Die Romanze, die den zweiten Satz ausfüllt, ist das Herrlichste, was Grieg auf dem Gebiete der Instrumentallyrik geschaffen hat. Schon äußerlich zeigt sich ihre Größe: der ohne Unterbrechung in steter innerer Steigerung frei ausströmende Gesang umfaßt bei seiner ersten Wiedergabe durch das Klavier 46 Takte. Nichts von der Kurzatmigkeit der Griegschen Lyrik ist hier zu merken; all die kleinen Mittelchen, die sonst der Verlängerung dienen, fehlen völlig; keine Flickstelle zeigt sich dem Auge des kritischen Beobachters. Hier ist eine unteilbare Einheit, aus der man nicht eine Note herausnehmen kann, ohne das Ganze zu zerstören. Dieser über die Maßen schöne Gesang (der sehr frei vorgetragen werden muß) spricht von dem tiefsten Sehnen, das eines Menschen Brust zu fassen vermag. »Eine Erfüllung meiner Sehnsucht«, sagt der Meister, »kann mir das Leben nicht bringen; aber mir gab ein Gott zu sagen, was ich leide; und so bin ich inmitten aller Erdenqual doch ein glücklicher Mensch.« Wundervoll fließen in den Harmonien Glück und Wehmut ineinander. Es bleibt nur zu bedauern, daß das Klavier (dieses so reiche und doch so armselige Instrument) keine akzentlosen Tonverbindungen, kein An- und Abschwellen der Töne kennt. Nebenbei sei hier erwähnt, daß man in Spanien aus den Werken Griegs eine Zarzuela (Spieloper) zusammengestellt hat (»La sonata de Grieg«), in der auch die Romanze erscheint. Wer sie zum erstenmal im Orchester gehört hat, wo nun die Tonflut langsam steigt und fällt, wo die Harmonien unmerklich ineinander übergehen und die leise klagenden Vorhalte sich sanft auflösen, der wird aufs tiefste bedauern, daß die Romanze auf dem Klavier nicht so klingen kann, wie sie Grieg innerlich gehört haben mag, als er sie komponierte. Nachdem das Klavier die Romanze vorgetragen hat, wird sie von der Violine mit gesteigertem Ausdruck wiederholt. Dann weicht die Vision, und die Wirklichkeit mischt sich in die Träume des Tondichters: Aus der Ferne dringen Klänge eines schwermütig-leidenschaftlichen Volkstanzes herüber. Nur langsam findet sich der Komponist in die Anfangsstimmung zurück, und kaum hörbar beginnt die Melodie in höchster Lage von neuem zu erklingen, einen halben Ton zu tief, bis dann die Erinnerung wieder ersteht und ein ergreifender Aufschwung im strahlenden E-dur erfolgt; in lichter Höhe verlieren sich die Schlußharmonien.

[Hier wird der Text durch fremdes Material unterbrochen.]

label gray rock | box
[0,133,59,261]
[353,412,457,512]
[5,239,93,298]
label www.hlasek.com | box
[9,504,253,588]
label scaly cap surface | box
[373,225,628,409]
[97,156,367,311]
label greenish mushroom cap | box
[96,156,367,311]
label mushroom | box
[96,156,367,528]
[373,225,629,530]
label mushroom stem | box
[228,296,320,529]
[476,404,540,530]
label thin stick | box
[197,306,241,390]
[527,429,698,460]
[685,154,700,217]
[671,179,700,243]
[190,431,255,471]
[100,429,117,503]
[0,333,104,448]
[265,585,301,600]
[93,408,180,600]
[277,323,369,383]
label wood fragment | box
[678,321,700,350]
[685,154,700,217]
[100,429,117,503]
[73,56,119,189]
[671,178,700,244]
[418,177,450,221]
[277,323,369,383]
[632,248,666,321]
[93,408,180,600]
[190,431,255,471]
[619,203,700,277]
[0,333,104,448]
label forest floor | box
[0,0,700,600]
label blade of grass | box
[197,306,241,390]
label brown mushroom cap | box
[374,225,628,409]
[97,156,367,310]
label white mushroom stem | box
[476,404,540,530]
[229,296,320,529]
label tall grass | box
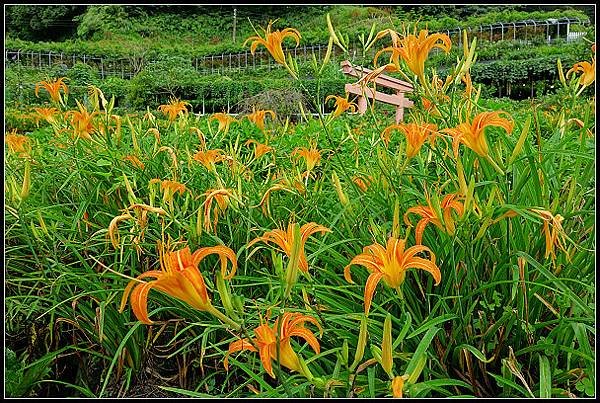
[5,19,595,397]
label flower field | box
[5,13,596,398]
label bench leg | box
[357,96,367,115]
[396,106,404,124]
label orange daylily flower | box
[530,209,570,260]
[244,139,273,159]
[119,245,237,325]
[4,133,31,156]
[325,94,358,118]
[404,193,465,245]
[248,222,331,273]
[149,178,186,203]
[354,63,398,88]
[158,98,191,122]
[441,111,514,157]
[35,77,69,103]
[203,189,233,232]
[352,175,373,192]
[344,237,442,315]
[33,108,58,124]
[381,123,439,159]
[242,21,301,66]
[566,57,596,88]
[391,376,405,398]
[208,112,237,134]
[246,110,275,131]
[223,312,323,378]
[192,148,227,171]
[374,29,452,83]
[123,154,145,170]
[65,100,98,140]
[291,144,321,172]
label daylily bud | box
[21,161,31,200]
[391,376,404,397]
[381,313,394,378]
[371,345,383,367]
[216,271,239,320]
[327,13,346,52]
[342,339,348,366]
[350,315,368,372]
[407,355,427,383]
[556,58,567,88]
[319,37,333,74]
[232,295,244,316]
[331,171,349,206]
[123,174,137,204]
[508,116,531,165]
[392,199,400,238]
[284,223,302,298]
[196,207,203,237]
[271,250,283,281]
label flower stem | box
[206,305,242,330]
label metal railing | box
[4,17,590,79]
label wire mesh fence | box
[4,17,590,79]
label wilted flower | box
[404,193,465,244]
[223,312,323,379]
[441,111,514,157]
[248,222,331,273]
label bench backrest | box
[340,60,413,92]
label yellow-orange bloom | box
[119,245,237,325]
[531,209,570,260]
[158,98,191,122]
[193,148,227,171]
[375,29,452,83]
[381,123,439,159]
[325,94,358,118]
[392,376,404,397]
[344,237,442,314]
[4,133,31,156]
[242,21,301,66]
[65,101,98,140]
[567,57,596,87]
[246,110,275,130]
[404,193,465,244]
[35,77,69,103]
[352,175,373,192]
[223,312,323,378]
[123,154,145,170]
[441,111,514,157]
[245,139,273,159]
[33,108,58,124]
[208,112,237,134]
[291,144,321,171]
[248,222,331,273]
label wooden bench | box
[341,60,414,124]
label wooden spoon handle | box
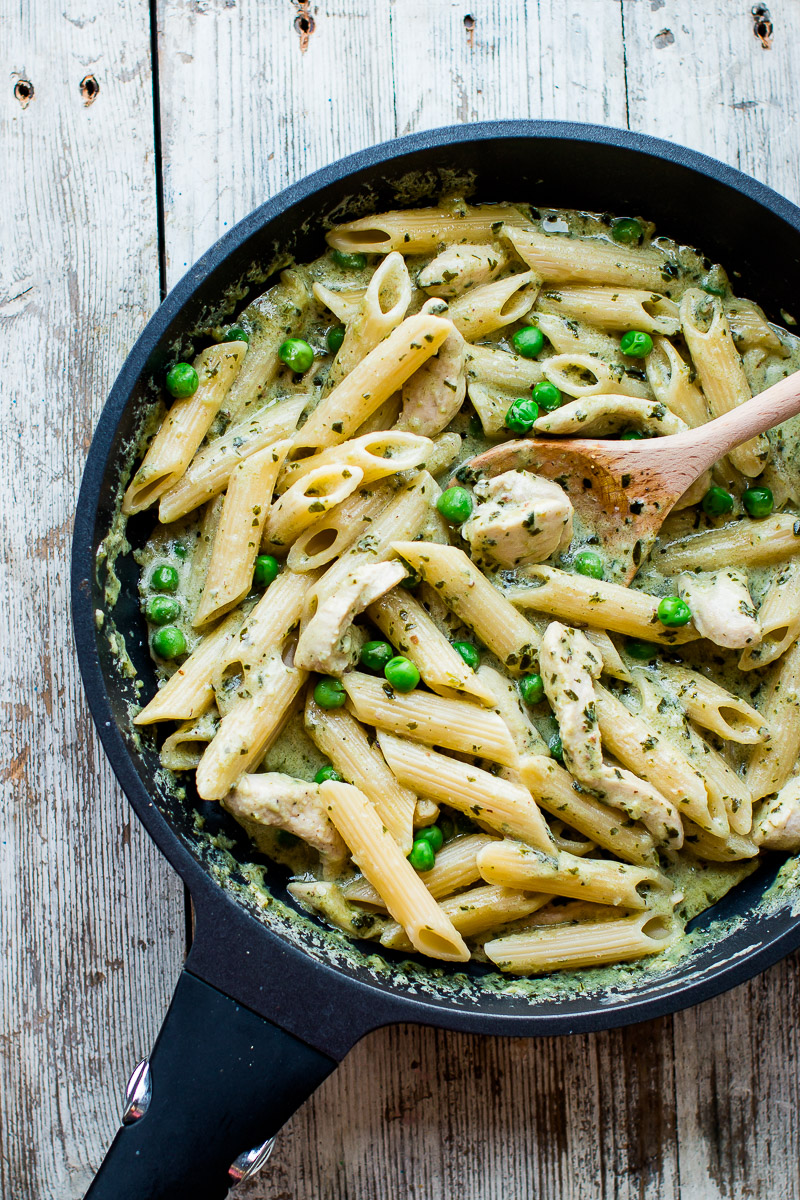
[670,371,800,475]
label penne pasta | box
[319,780,469,962]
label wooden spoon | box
[457,371,800,583]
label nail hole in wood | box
[14,79,34,108]
[750,4,775,50]
[80,76,100,108]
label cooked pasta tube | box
[477,839,672,908]
[380,886,551,950]
[378,731,553,851]
[122,342,247,516]
[534,392,686,437]
[160,709,219,770]
[500,226,670,294]
[745,642,800,800]
[595,684,728,836]
[483,911,680,974]
[323,251,411,395]
[416,245,507,299]
[289,313,452,461]
[644,337,709,430]
[342,671,519,767]
[319,780,469,962]
[343,833,497,908]
[277,430,434,492]
[680,288,769,478]
[467,346,542,395]
[661,662,766,745]
[739,558,800,671]
[196,650,308,800]
[306,697,416,854]
[519,754,658,865]
[313,470,440,604]
[224,266,312,432]
[684,821,758,863]
[215,569,319,683]
[504,564,700,646]
[287,484,396,574]
[449,271,540,342]
[158,396,308,522]
[536,286,680,337]
[326,204,528,254]
[263,463,363,553]
[367,588,494,707]
[651,512,800,575]
[477,666,549,753]
[393,541,539,673]
[133,612,245,725]
[192,440,289,628]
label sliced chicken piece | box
[752,775,800,851]
[416,238,507,296]
[462,470,572,566]
[395,316,467,438]
[678,566,762,650]
[539,620,682,848]
[294,562,407,674]
[223,772,348,875]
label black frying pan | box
[72,121,800,1200]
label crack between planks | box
[619,0,631,130]
[149,0,167,300]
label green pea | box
[453,642,481,671]
[612,217,644,246]
[144,596,181,625]
[408,838,437,871]
[314,762,342,784]
[657,596,692,629]
[625,637,658,662]
[278,337,314,374]
[437,487,473,524]
[325,325,344,354]
[167,362,200,400]
[505,397,539,433]
[414,826,445,854]
[222,325,249,342]
[572,550,606,580]
[619,329,652,359]
[384,654,420,691]
[533,379,561,413]
[150,625,186,662]
[519,674,545,704]
[511,325,545,359]
[360,642,395,672]
[150,565,179,592]
[253,554,281,588]
[703,487,733,517]
[331,250,367,271]
[314,676,347,708]
[741,487,775,518]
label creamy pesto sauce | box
[101,199,800,1003]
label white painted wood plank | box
[158,0,395,287]
[0,0,184,1200]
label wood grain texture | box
[6,0,800,1200]
[0,0,184,1200]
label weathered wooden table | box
[0,0,800,1200]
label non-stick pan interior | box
[76,122,800,1028]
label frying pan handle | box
[85,970,337,1200]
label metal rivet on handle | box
[228,1138,275,1183]
[122,1058,152,1124]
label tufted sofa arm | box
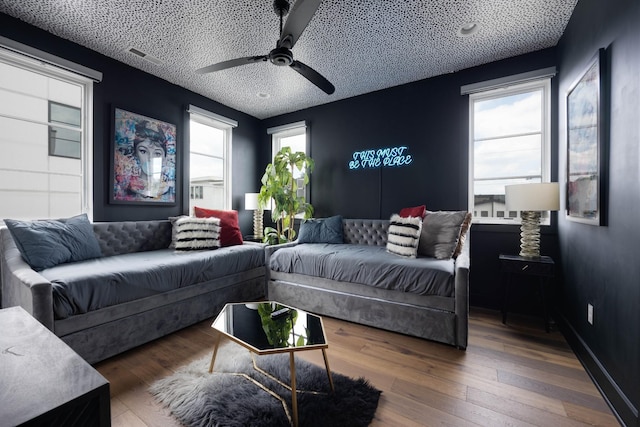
[93,220,171,256]
[0,220,172,330]
[342,219,389,246]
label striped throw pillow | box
[387,214,422,258]
[175,216,220,251]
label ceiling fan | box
[196,0,336,95]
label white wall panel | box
[49,174,82,195]
[49,156,82,175]
[49,79,82,108]
[0,191,49,219]
[49,193,82,218]
[0,170,49,191]
[0,117,49,172]
[0,89,49,123]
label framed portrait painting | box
[566,49,607,225]
[110,108,177,205]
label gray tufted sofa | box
[0,220,265,363]
[265,219,470,349]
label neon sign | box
[349,146,413,169]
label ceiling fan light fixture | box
[458,22,480,37]
[269,47,293,67]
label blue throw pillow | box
[298,215,344,243]
[4,214,102,271]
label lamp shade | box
[504,182,560,211]
[244,193,258,211]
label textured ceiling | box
[0,0,578,119]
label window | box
[0,45,95,219]
[189,105,238,213]
[469,78,551,224]
[49,101,82,159]
[267,122,309,200]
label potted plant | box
[258,147,314,244]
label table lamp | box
[505,182,560,258]
[244,193,263,240]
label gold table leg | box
[209,333,222,373]
[289,351,298,427]
[322,348,336,392]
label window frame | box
[184,105,238,211]
[468,76,551,225]
[267,121,311,204]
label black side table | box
[500,255,555,332]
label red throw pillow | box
[193,206,242,247]
[398,205,427,218]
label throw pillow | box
[4,214,102,271]
[418,211,469,259]
[398,205,427,218]
[176,216,220,251]
[298,215,344,243]
[387,214,422,258]
[452,212,473,259]
[193,206,242,247]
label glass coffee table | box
[209,301,334,427]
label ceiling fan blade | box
[196,55,268,74]
[278,0,322,49]
[290,61,336,95]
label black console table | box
[500,255,555,332]
[0,307,111,427]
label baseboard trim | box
[555,314,640,427]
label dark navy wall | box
[0,13,263,234]
[558,0,640,426]
[263,49,557,311]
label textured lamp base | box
[520,211,540,258]
[253,209,264,239]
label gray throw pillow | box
[298,215,344,243]
[4,214,102,271]
[418,211,470,259]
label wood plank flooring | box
[96,309,619,427]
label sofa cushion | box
[4,214,102,271]
[387,214,422,258]
[268,243,454,297]
[41,244,264,321]
[418,211,471,259]
[193,206,243,247]
[298,215,343,243]
[175,216,220,251]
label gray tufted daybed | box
[0,220,265,363]
[265,219,470,349]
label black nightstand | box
[500,255,555,332]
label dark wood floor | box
[96,309,619,427]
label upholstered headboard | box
[93,220,171,256]
[342,218,389,246]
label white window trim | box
[468,76,555,225]
[0,46,95,221]
[187,105,238,209]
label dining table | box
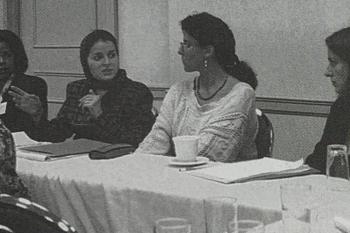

Der letzte Satz steht wie der erste in c-moll. Inmitten einer wildwogenden Triolenbewegung setzt das hämmernde Thema mit seinen heftigen Akzenten ein. (Es erinnert ein wenig an das Seitenthema im ersten Satze von Schuberts C-dur-Symphonie.) Arbeit! Arbeit! Rastlose Tätigkeit! Nur so kann man über die Not des Lebens hinwegkommen! Visionen wie im zweiten Teil sind nicht für den Alltag, und mit Träumen läßt sich ein Leben nicht ausfüllen. Aber, – kann man arbeiten mit kranker Brust? Eine tief erschütternde Klage in As-dur beginnt, die Melodie versinkt in As-moll und stockt. Wieder ertönt die gleiche Klage; dann hören wir nur noch eine flehentliche Bitte. Und nun stockt der Atem. Nur ein schwacher Ton noch. Dann nochmals die flehende Bitte. Wieder stockt der Atem. Versagt. – Befreit atmet man auf, wenn endlich die ruhelose Triolenbewegung wieder einsetzt. Sobald dann die Klage zum zweitenmal beginnt, wird sie von Harfenklängen umrauscht, und schließlich geht es mit dem hämmernden Thema der Arbeit chromatisch aufwärts bis zu einem reinen, leuchtenden C-dur. So endet das herrliche Werk mit kräftiger, mannhafter Lebensbejahung.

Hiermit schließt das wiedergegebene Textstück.